Philosophy of balancing development and environmental protection

Kenneth Shockley, who joined CSU this summer as the first person to hold the Holmes Rolston III Endowed Chair in Environmental Ethics, will give an inaugural lecture on Friday, Oct. 14, on balancing the need for development with the need for environmental protection.

photo of Ken Shockley speaking
Kenneth Shockley Photo by Douglas Levere

The free public talk, titled “What We Need to Flourish: Rethinking External Goods and the Ecological Systems That Provide Them,” will be held from 4 to 6 p.m. in Eddy Hall, Room 200. The event will feature an introductory celebration ceremony as well as a question-and-answer period and reception afterwards.

Shockley, who was associate professor of philosophy and academic director of the Sustainability Academy at the University at Buffalo-SUNY before being named to the endowed chair in CSU’s Department of Philosophy last spring, specializes in the interdependence of environmental values and environmental policy, especially relating to the ethical challenges of climate change.

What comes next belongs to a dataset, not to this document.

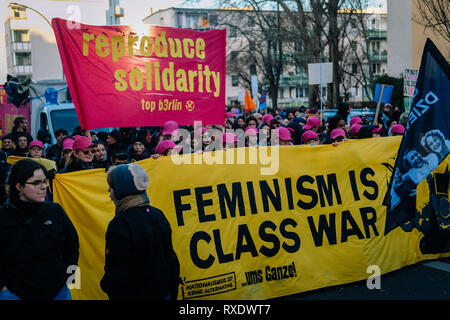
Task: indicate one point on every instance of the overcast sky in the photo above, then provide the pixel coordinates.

Too often, Shockley says, development and environmental protection are thought of as being at odds. In his talk he will argue that just as development requires that we support robust social systems, it requires we support robust ecological systems. Rather than being at odds with one another, development requires robust environmental protection, according to Shockley.

The Holmes Rolston III Endowed Chair in Environmental Ethics, created by the Kenneth and Myra Monfort Charitable Foundation and Professor Emeritus Holmes Rolston of CSU’s Department of Philosophy, is the College of Liberal Arts’ second endowed chair.

The event is sponsored by the Department of Philosophy and the CSU Ethics Colloquium.